The key role of Zn in enhancing precipitation kinetics and refinement of Mg₁₇Al₁₂ and Mg₂Sn phases through trace Na additions

This study investigates zinc's (Zn) key role in enhancing the precipitation kinetics and refinement of Mg₁₇Al₁₂ and Mg₂Sn phases in magnesium alloys through trace sodium (Na) additions. Magnesium alloys with varying compositions of aluminum (Al), tin (Sn), Zn, and Na were prepared and aged at 453 K. Microstructural analyses were conducted using transmission electron microscopy (TEM), scanning transmission electron microscopy (STEM), and atom probe tomography (APT). Trace additions of Na significantly enhanced the precipitation responses of both Mg₁₇Al₁₂ and Mg₂Sn phases.

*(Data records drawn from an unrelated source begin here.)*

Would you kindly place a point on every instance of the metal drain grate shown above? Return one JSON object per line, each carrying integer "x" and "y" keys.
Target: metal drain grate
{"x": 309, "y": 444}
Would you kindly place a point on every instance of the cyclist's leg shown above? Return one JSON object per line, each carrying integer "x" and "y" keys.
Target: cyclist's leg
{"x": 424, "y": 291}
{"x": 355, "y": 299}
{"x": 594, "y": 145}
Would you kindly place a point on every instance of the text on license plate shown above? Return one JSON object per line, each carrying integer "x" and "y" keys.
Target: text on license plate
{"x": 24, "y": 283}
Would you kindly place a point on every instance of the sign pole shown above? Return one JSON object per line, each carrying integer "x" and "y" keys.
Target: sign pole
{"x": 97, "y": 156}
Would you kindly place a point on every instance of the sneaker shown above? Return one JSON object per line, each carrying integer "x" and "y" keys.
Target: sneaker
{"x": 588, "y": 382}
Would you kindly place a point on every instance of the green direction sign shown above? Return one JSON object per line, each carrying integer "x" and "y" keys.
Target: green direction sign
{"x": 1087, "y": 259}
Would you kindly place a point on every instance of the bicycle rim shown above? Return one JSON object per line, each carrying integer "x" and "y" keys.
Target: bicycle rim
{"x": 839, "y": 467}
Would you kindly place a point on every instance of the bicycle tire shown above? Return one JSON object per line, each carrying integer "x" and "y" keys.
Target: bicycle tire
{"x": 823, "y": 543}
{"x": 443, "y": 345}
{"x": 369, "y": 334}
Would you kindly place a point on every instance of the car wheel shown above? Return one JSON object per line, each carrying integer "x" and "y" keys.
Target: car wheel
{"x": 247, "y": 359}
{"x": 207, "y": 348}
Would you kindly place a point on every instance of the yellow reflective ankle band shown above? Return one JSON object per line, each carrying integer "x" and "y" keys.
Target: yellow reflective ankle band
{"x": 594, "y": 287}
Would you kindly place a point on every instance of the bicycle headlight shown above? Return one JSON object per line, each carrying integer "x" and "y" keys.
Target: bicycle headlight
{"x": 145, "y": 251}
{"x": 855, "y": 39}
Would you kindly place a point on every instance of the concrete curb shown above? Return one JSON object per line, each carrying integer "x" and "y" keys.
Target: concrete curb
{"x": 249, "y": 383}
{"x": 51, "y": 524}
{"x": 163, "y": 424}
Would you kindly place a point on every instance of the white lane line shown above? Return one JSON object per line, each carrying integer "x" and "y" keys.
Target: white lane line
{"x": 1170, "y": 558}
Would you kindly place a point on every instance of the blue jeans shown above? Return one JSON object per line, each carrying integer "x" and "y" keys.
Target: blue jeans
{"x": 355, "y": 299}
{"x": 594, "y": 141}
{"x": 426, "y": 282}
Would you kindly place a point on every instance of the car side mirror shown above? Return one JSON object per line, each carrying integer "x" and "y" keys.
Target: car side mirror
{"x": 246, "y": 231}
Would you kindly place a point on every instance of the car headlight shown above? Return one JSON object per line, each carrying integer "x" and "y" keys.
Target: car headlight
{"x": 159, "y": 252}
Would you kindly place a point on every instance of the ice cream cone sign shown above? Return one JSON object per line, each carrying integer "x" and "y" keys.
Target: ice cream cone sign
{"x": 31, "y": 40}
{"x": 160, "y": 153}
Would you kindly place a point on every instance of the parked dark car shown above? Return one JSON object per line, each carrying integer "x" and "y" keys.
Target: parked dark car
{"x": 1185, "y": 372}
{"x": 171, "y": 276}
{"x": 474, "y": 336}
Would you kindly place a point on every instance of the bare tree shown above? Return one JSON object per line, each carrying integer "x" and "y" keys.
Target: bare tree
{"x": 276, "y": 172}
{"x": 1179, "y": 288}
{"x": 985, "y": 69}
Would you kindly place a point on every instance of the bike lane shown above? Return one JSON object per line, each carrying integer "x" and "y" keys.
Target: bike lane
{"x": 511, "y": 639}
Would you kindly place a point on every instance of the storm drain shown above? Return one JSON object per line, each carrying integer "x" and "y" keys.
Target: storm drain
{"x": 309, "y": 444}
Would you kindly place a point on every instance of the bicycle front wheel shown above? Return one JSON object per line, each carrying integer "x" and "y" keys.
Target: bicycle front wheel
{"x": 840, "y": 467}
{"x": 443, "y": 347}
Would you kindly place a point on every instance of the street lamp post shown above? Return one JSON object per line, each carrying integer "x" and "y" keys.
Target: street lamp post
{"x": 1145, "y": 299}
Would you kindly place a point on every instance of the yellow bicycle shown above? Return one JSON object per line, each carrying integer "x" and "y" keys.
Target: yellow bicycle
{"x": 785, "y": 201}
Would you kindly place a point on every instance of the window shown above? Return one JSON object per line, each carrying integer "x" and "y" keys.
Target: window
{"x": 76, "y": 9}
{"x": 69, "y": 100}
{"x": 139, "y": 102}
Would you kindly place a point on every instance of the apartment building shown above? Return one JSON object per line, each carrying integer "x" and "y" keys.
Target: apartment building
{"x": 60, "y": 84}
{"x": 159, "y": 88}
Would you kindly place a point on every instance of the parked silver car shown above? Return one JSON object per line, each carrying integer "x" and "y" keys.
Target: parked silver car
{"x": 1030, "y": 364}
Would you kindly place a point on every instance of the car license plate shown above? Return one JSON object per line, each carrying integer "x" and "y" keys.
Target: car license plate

When Zn was co-added with Na, as in the ATZ641N3 alloy (Mg–6Al–4Sn–1Zn–0.3Na), there was a pronounced refinement in precipitate morphology and acceleration of precipitation kinetics. The ATZ641N3 alloy achieved a peak hardness of 103 Hv at 36 hours, compared to 91 Hv at 72 hours for the ATZ641 alloy without Na. The simultaneous addition of Zn and Na led to the formation of Sn–Na–Zn particles that acted as effective nucleation sites for Mg₂Sn, promoting aluminum partitioning and accelerating the precipitation of Mg₁₇Al₁₂ through Al-rich regions. Additionally, Zn and Na co-segregated within the Mg₁₇Al₁₂ phase, reducing misfit strain caused by Zn substitution and improving precipitate stability and refinement. These findings highlight Zn's critical role, alongside trace Na additions, in refining and accelerating the precipitation of Mg₁₇Al₁₂ and Mg₂Sn phases, thereby enhancing the age-hardening response of magnesium alloys.